Future goals in this field include assessment of the intrapulmonary and extrapulmonary deposition to define and standardize the administration technique (i.e., whether it is necessary to adapt mechanical ventilation characteristics). Human lung deposition studies should be promoted as a “bridge” between in vitro and clinical efficacy studies [78]. While pharmacokinetics studies are limited to the assessment of whole lung deposition, scintigraphic studies may help to assess the deposition of the aerosol in different locations from the ventilator circuit to the patient. Combining a high-resolution computed tomography (CT) scan with SPECT-CT acquisitions may provide essential information on anatomical regional lung deposition (lobar analysis). However, the radioactivity exposure should be discussed [79]. Further studies are needed to test emerging devices (e.g., inspiratory synchronized nebulizers, dry powder inhalers and spacers), new drug formulations (e.g., inhalable liposome formulations or nanoparticles) and anti-infective agents (e.g., antibodies, phages). Studies aimed at developing personalized medicine may offer the possibility to confirm the ability to reach the distal airways, especially in the pathologic area (healthy vs infected lungs or focal vs diffuse infections).
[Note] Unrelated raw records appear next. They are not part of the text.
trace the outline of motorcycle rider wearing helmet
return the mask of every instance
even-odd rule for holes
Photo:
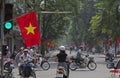
[[[84,59],[82,58],[82,47],[79,48],[79,50],[77,51],[77,54],[76,54],[76,61],[78,63],[81,63]]]
[[[63,66],[65,70],[68,71],[68,76],[69,76],[69,66],[68,62],[70,62],[68,55],[65,52],[65,47],[60,46],[59,47],[60,52],[56,55],[56,61],[58,61],[58,66]]]
[[[22,71],[22,65],[24,64],[25,61],[27,60],[33,60],[34,58],[32,58],[29,54],[28,54],[28,49],[24,49],[23,54],[20,56],[20,63],[19,63],[19,75],[21,75],[21,71]],[[31,64],[32,65],[32,64]]]

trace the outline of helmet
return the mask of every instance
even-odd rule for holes
[[[28,52],[28,49],[24,49],[24,52]]]
[[[65,46],[60,46],[59,49],[60,50],[65,50]]]

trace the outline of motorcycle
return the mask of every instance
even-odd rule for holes
[[[114,59],[115,59],[115,57],[114,57],[113,54],[106,53],[106,55],[105,55],[105,61],[106,62],[113,62]]]
[[[34,64],[32,61],[25,61],[24,64],[21,66],[21,78],[36,78],[35,70],[34,70]]]
[[[88,68],[90,71],[93,71],[97,68],[97,64],[94,61],[94,57],[89,57],[89,55],[85,55],[83,60],[79,60],[77,58],[71,58],[72,62],[70,63],[70,69],[75,71],[79,68]]]
[[[4,61],[4,70],[7,71],[5,73],[5,78],[14,78],[12,73],[13,69],[14,69],[13,59],[8,59],[7,61]]]
[[[42,56],[38,56],[38,63],[36,63],[37,67],[41,67],[43,70],[48,70],[50,68],[50,63]]]
[[[67,62],[67,68],[64,66],[58,66],[56,70],[55,78],[69,78],[69,63]]]

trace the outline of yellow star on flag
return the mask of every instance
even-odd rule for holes
[[[25,29],[27,30],[27,35],[30,33],[35,34],[34,30],[36,29],[36,27],[33,27],[31,23],[29,24],[28,27],[25,27]]]

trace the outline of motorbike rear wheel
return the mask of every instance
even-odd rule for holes
[[[75,71],[77,69],[76,63],[75,62],[71,62],[70,65],[69,65],[69,68],[70,68],[70,70]]]
[[[47,61],[44,61],[42,64],[41,64],[41,67],[43,70],[48,70],[50,68],[50,64],[49,62]]]
[[[89,62],[87,67],[90,71],[94,71],[97,68],[97,64],[95,62]]]

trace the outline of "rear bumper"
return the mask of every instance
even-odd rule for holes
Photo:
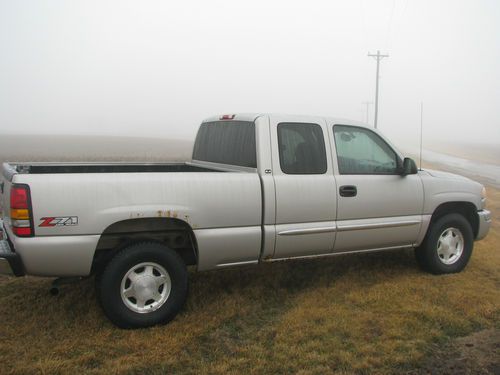
[[[7,240],[0,240],[0,275],[24,276],[23,261],[11,250]]]
[[[479,217],[479,228],[477,231],[476,240],[482,240],[488,234],[491,226],[491,212],[488,210],[481,210],[477,213]]]

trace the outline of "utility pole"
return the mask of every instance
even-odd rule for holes
[[[381,55],[380,51],[377,51],[376,55],[369,53],[368,56],[373,57],[375,60],[377,60],[377,75],[375,77],[375,120],[373,122],[375,129],[377,129],[379,65],[380,65],[380,60],[382,60],[384,57],[389,57],[389,55]]]
[[[364,105],[366,105],[366,123],[368,124],[368,120],[369,120],[369,113],[370,113],[370,104],[373,104],[373,102],[363,102]]]

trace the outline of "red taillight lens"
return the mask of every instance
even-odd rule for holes
[[[18,237],[30,237],[31,236],[31,228],[12,227],[12,231]]]
[[[28,185],[12,185],[10,188],[10,216],[12,232],[18,237],[33,235],[30,190]]]
[[[10,189],[10,208],[28,208],[28,188],[13,186]]]

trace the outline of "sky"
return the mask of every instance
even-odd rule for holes
[[[2,133],[194,138],[272,112],[500,144],[500,1],[0,0]],[[373,123],[373,104],[369,107]]]

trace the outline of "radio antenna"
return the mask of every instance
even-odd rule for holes
[[[424,102],[420,102],[420,170],[422,170],[422,134],[424,128]]]

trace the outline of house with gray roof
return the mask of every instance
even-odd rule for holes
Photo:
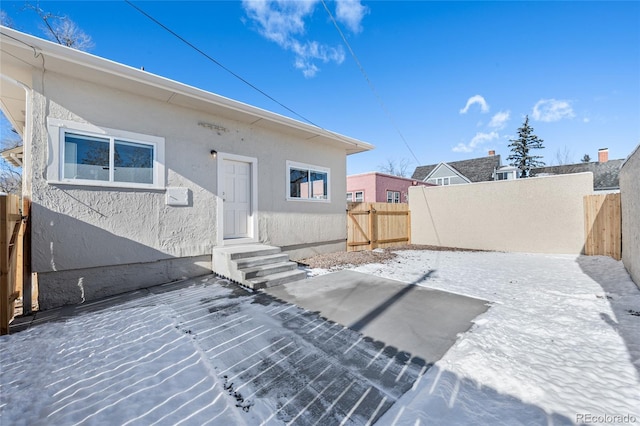
[[[435,185],[484,182],[494,180],[495,172],[500,167],[500,155],[495,155],[495,151],[489,151],[487,157],[416,167],[411,178]],[[515,174],[512,178],[515,178]]]
[[[594,191],[620,190],[619,173],[624,159],[609,160],[609,150],[602,148],[598,151],[598,161],[578,164],[561,164],[559,166],[538,167],[531,169],[531,177],[566,175],[570,173],[593,173]]]

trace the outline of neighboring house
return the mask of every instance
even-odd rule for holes
[[[371,145],[0,31],[42,308],[210,273],[231,244],[345,249],[345,157]]]
[[[496,180],[510,179],[516,171],[511,167],[501,169],[500,156],[489,151],[487,157],[416,167],[411,178],[434,185],[458,185],[494,180],[496,176],[499,176]]]
[[[620,190],[619,174],[624,159],[609,160],[609,150],[598,150],[598,161],[589,163],[563,164],[560,166],[538,167],[531,169],[531,177],[566,175],[570,173],[593,173],[594,191],[618,191]]]
[[[411,186],[425,182],[378,172],[347,176],[347,201],[366,203],[406,203]]]

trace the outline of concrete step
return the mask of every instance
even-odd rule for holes
[[[247,257],[244,259],[237,259],[236,265],[238,269],[253,268],[261,265],[270,265],[273,263],[282,263],[289,260],[289,255],[286,253],[270,254],[267,256]]]
[[[272,263],[269,265],[260,265],[253,268],[240,269],[243,280],[251,278],[266,277],[267,275],[277,274],[279,272],[292,271],[298,268],[298,264],[295,262],[280,262]]]
[[[278,254],[280,252],[281,252],[280,247],[256,246],[255,248],[252,248],[252,249],[230,251],[229,259],[238,260],[238,259],[246,259],[250,257],[269,256],[271,254]]]
[[[266,277],[257,277],[248,279],[244,284],[254,290],[273,287],[276,285],[286,284],[293,281],[304,280],[307,273],[301,269],[294,269],[287,272],[279,272],[277,274],[268,275]]]

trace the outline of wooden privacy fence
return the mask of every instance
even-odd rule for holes
[[[411,243],[408,204],[347,203],[347,251]]]
[[[584,197],[584,254],[622,257],[620,193]]]
[[[29,201],[0,195],[0,334],[9,332],[16,300],[22,297],[22,312],[30,313],[32,298]]]

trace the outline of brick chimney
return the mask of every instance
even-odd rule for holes
[[[606,163],[609,161],[609,148],[601,148],[598,150],[598,163]]]

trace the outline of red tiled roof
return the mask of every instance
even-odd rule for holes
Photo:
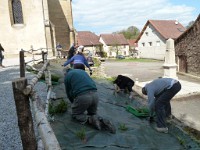
[[[127,41],[128,41],[128,44],[129,44],[130,46],[136,46],[136,45],[137,45],[136,39],[130,39],[130,40],[127,40]]]
[[[148,20],[136,42],[139,41],[149,24],[151,24],[166,40],[169,38],[176,39],[186,30],[186,28],[176,20]]]
[[[102,45],[99,42],[99,36],[90,31],[78,31],[77,41],[78,45],[83,45],[83,46]]]
[[[101,34],[100,37],[102,37],[106,45],[128,45],[123,34]]]
[[[190,26],[183,34],[181,34],[175,41],[175,43],[181,39],[182,37],[184,37],[185,34],[187,34],[190,30],[193,30],[193,27],[196,25],[196,24],[200,24],[200,14],[198,15],[197,19],[195,20],[195,22],[193,23],[192,26]]]

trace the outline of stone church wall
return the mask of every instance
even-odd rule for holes
[[[71,0],[48,0],[48,7],[50,21],[55,25],[56,42],[68,50],[74,42]]]
[[[0,43],[5,55],[18,54],[21,49],[46,47],[43,5],[41,0],[21,0],[24,24],[12,24],[11,0],[0,1]]]
[[[71,0],[21,0],[23,24],[14,24],[11,2],[0,0],[0,43],[5,57],[31,46],[55,48],[57,42],[68,49],[74,42]]]
[[[200,76],[200,15],[195,23],[175,41],[177,57],[184,56],[187,71]]]

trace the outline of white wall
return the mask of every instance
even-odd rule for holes
[[[11,25],[9,2],[0,0],[0,42],[5,55],[18,54],[23,48],[45,48],[45,28],[42,0],[21,0],[24,24]]]
[[[102,37],[100,37],[99,42],[103,44],[103,51],[107,53],[108,57],[115,57],[117,55],[116,53],[116,48],[115,46],[108,46],[106,43],[103,41]],[[124,46],[118,46],[118,54],[124,55],[124,56],[129,56],[129,45]]]
[[[148,35],[146,33],[148,33]],[[157,44],[158,41],[160,41],[160,45]],[[152,42],[151,46],[149,42]],[[143,43],[145,43],[145,46],[143,46]],[[149,25],[138,41],[138,49],[141,58],[164,60],[166,41],[151,25]]]

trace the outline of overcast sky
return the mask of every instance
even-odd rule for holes
[[[136,26],[147,20],[178,20],[187,26],[200,14],[200,0],[72,0],[77,31],[97,35]]]

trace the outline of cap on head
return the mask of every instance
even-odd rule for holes
[[[84,46],[83,46],[83,45],[79,46],[79,47],[78,47],[78,52],[83,52],[83,49],[84,49]]]
[[[142,88],[142,93],[143,93],[144,95],[147,95],[147,91],[146,91],[145,87]]]

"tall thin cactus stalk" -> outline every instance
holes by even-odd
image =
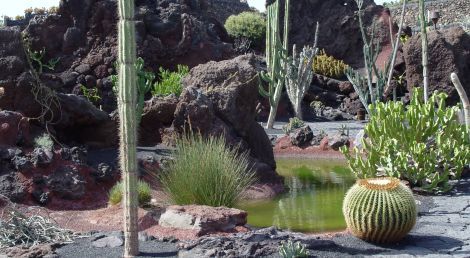
[[[465,126],[467,127],[467,132],[470,137],[470,101],[468,101],[467,92],[465,92],[465,89],[463,88],[462,83],[460,82],[457,74],[452,73],[450,75],[450,79],[452,80],[452,83],[457,89],[457,92],[460,95],[460,99],[462,100],[463,111],[465,116]]]
[[[392,41],[392,47],[393,47],[393,53],[392,53],[392,62],[390,65],[390,69],[388,72],[388,78],[387,78],[387,87],[385,88],[385,93],[387,93],[390,89],[390,84],[392,82],[392,77],[393,77],[393,68],[395,66],[395,61],[397,59],[397,52],[398,52],[398,44],[400,44],[400,36],[401,36],[401,31],[403,29],[403,22],[405,20],[405,9],[406,9],[406,0],[403,1],[403,6],[401,9],[401,16],[400,16],[400,27],[398,28],[398,34],[395,43],[393,43],[393,34],[390,34],[390,40]],[[392,24],[390,23],[390,30],[392,29]],[[396,99],[396,89],[394,89],[394,94],[393,94],[393,100],[395,101]]]
[[[310,87],[313,78],[313,61],[318,53],[318,31],[319,23],[315,31],[315,42],[313,47],[304,46],[300,55],[297,55],[296,46],[292,49],[292,57],[287,61],[286,70],[286,91],[294,107],[295,115],[299,119],[302,117],[302,100]]]
[[[137,229],[137,76],[134,0],[119,0],[119,162],[124,181],[124,257],[139,253]]]
[[[268,73],[261,73],[260,77],[269,85],[266,91],[262,85],[259,87],[260,94],[269,98],[270,112],[266,128],[273,128],[276,119],[277,107],[284,88],[284,77],[286,74],[286,60],[289,46],[289,11],[290,0],[285,0],[284,8],[284,42],[281,43],[280,33],[280,0],[272,2],[267,6],[266,23],[266,63]]]
[[[424,102],[428,102],[429,97],[429,68],[428,68],[428,34],[426,19],[425,0],[419,0],[419,21],[421,25],[421,48],[422,48],[422,65],[423,65],[423,88]]]

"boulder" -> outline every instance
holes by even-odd
[[[363,67],[363,41],[355,13],[357,5],[353,0],[309,0],[291,2],[290,44],[297,49],[312,46],[315,40],[315,26],[320,22],[318,46],[337,59],[353,67]],[[364,23],[371,26],[377,21],[376,36],[382,44],[389,44],[390,13],[373,0],[363,5]],[[290,48],[292,49],[292,48]]]
[[[29,120],[18,112],[0,111],[0,146],[31,144]]]
[[[244,226],[247,216],[245,211],[226,207],[170,206],[160,216],[158,224],[167,228],[197,230],[199,235],[203,235]]]
[[[313,139],[313,131],[310,126],[306,125],[301,128],[297,128],[290,134],[290,140],[292,145],[303,147],[310,145],[310,141]]]
[[[47,184],[55,195],[66,200],[77,200],[85,195],[86,181],[74,166],[57,168]]]
[[[191,69],[183,79],[186,89],[175,111],[173,126],[191,123],[193,129],[203,133],[223,133],[228,143],[239,145],[241,151],[249,151],[255,162],[271,167],[272,182],[279,182],[271,141],[256,122],[259,70],[260,60],[254,55]]]
[[[349,136],[340,133],[335,134],[328,138],[328,146],[335,151],[343,146],[349,147]]]
[[[408,91],[423,85],[421,36],[411,37],[403,47]],[[450,74],[458,74],[467,95],[470,94],[470,35],[460,27],[428,32],[429,94],[434,91],[449,95],[448,104],[460,101]],[[469,95],[470,96],[470,95]]]

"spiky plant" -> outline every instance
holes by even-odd
[[[397,178],[359,179],[346,193],[343,214],[353,235],[373,243],[401,240],[417,216],[413,193]]]
[[[284,8],[284,42],[281,42],[280,34],[280,1],[275,0],[268,2],[266,7],[266,63],[268,66],[267,73],[261,73],[262,80],[268,83],[266,91],[262,85],[259,87],[261,95],[269,98],[271,106],[266,128],[273,128],[276,119],[277,107],[281,99],[282,90],[284,88],[284,77],[286,74],[286,61],[289,46],[289,9],[290,0],[285,0]]]
[[[424,88],[424,102],[428,102],[429,94],[429,70],[428,70],[428,33],[427,33],[427,20],[426,20],[426,5],[425,0],[419,0],[419,24],[421,26],[421,51],[422,51],[422,65],[423,65],[423,88]]]
[[[119,0],[119,163],[124,182],[124,257],[139,253],[137,228],[137,76],[134,0]]]
[[[313,60],[318,53],[317,41],[319,23],[315,31],[315,43],[313,47],[304,46],[300,55],[297,55],[296,45],[292,49],[292,57],[286,63],[286,91],[289,99],[294,106],[295,115],[302,119],[302,100],[307,93],[313,78],[311,69]]]

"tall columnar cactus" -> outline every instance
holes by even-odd
[[[416,203],[411,190],[397,178],[359,179],[343,202],[350,232],[366,241],[393,243],[416,223]]]
[[[137,229],[137,76],[134,0],[119,0],[118,110],[120,166],[124,182],[124,257],[139,253]]]
[[[460,99],[462,100],[463,111],[465,115],[465,125],[467,127],[467,132],[470,137],[470,102],[468,101],[467,92],[463,88],[462,83],[460,82],[459,77],[456,73],[452,73],[450,75],[450,79],[452,80],[452,83],[457,89],[457,92],[460,95]]]
[[[284,8],[284,42],[281,43],[280,33],[280,0],[269,2],[267,6],[267,24],[266,24],[266,63],[268,72],[261,73],[262,80],[268,83],[269,88],[266,91],[262,85],[259,87],[260,94],[269,98],[271,110],[269,112],[266,128],[272,128],[276,119],[277,106],[281,99],[282,89],[284,88],[284,77],[286,75],[287,47],[289,46],[289,10],[290,0],[285,0]]]
[[[310,87],[313,78],[312,65],[318,53],[318,29],[315,31],[315,43],[313,47],[304,46],[302,52],[297,56],[296,46],[292,49],[292,57],[288,59],[286,66],[286,90],[289,99],[294,106],[294,112],[302,119],[302,100]]]
[[[419,22],[421,26],[424,102],[428,102],[428,97],[429,97],[428,33],[427,33],[427,19],[426,19],[425,13],[426,13],[425,0],[419,0]]]
[[[394,44],[392,55],[389,56],[388,62],[386,63],[385,70],[380,71],[377,68],[377,57],[380,52],[380,43],[377,39],[374,39],[376,24],[373,24],[372,28],[372,35],[370,36],[370,40],[366,34],[366,29],[364,26],[364,22],[362,20],[364,15],[364,10],[362,6],[364,4],[364,0],[355,0],[356,4],[359,8],[359,26],[361,29],[362,40],[364,41],[364,65],[366,68],[366,77],[361,75],[359,72],[354,71],[352,68],[346,69],[346,76],[348,80],[354,87],[354,90],[359,95],[359,99],[361,100],[362,104],[364,105],[367,113],[370,113],[369,110],[369,103],[376,103],[383,100],[384,94],[387,93],[388,87],[387,85],[390,84],[390,77],[393,74],[393,66],[395,63],[396,52],[398,50],[399,44]],[[403,9],[402,9],[402,22],[400,23],[400,29],[403,26],[403,19],[404,19],[404,12],[405,12],[406,1],[403,2]],[[398,36],[399,37],[399,36]],[[392,72],[389,72],[390,71]],[[374,83],[375,77],[375,83]],[[374,85],[375,84],[375,85]]]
This systematic review has several limitations inherent to the heterogeneity of the studies. First, comparing lung delivery rates among studies is complicated due to variable characteristics known to influence aerosol delivery: the population (human vs animal, healthy lung vs pathologic change in the lung), the aerosol device, the aerodynamic or physicochemical properties of inhaled drugs and the deposition assessment methods [6, 76]. Mechanical ventilation characteristics varied also among studies due to the evolution in the management of mechanically ventilated patients (ventilator settings and circuit) during the last 30 years and the absence of a standardized delivery technique. Second, the results from studies with small sample sizes are highly sensitive to confounding factors. The confounders were partially described and most studies did not calculate the needed sample size. The small sample size of the studies included in this review may have contributed to the variability in lung deposition observed in addition to these confounders.

Aerosol delivery to mechanically ventilated patients has improved throughout the years. However, lung depositions lower than 20% ND were reported with nebulizers due to suboptimal conditions of administration that induced high aerosol loss in the ventilator circuit given that most deposition studies did not incorporate scientific knowledge subsequently gained from in vitro studies. Moreover, most studies revealed highly variable lung deposition rates in terms of doses and locations. Several factors related to the subject or mechanical ventilation that cannot be controlled probably account for this heterogeneity in part. The administration technique with nebulizers should be improved in ventilated patients with the final goal to ensure an efficient but safe, feasible and reproducible technique. Modern optimized nebulization techniques should be tested using imaging techniques to confirm the substantial distal deposition, even in infected lung areas, as reported in pharmacokinetics studies and suggested in clinical phase II studies.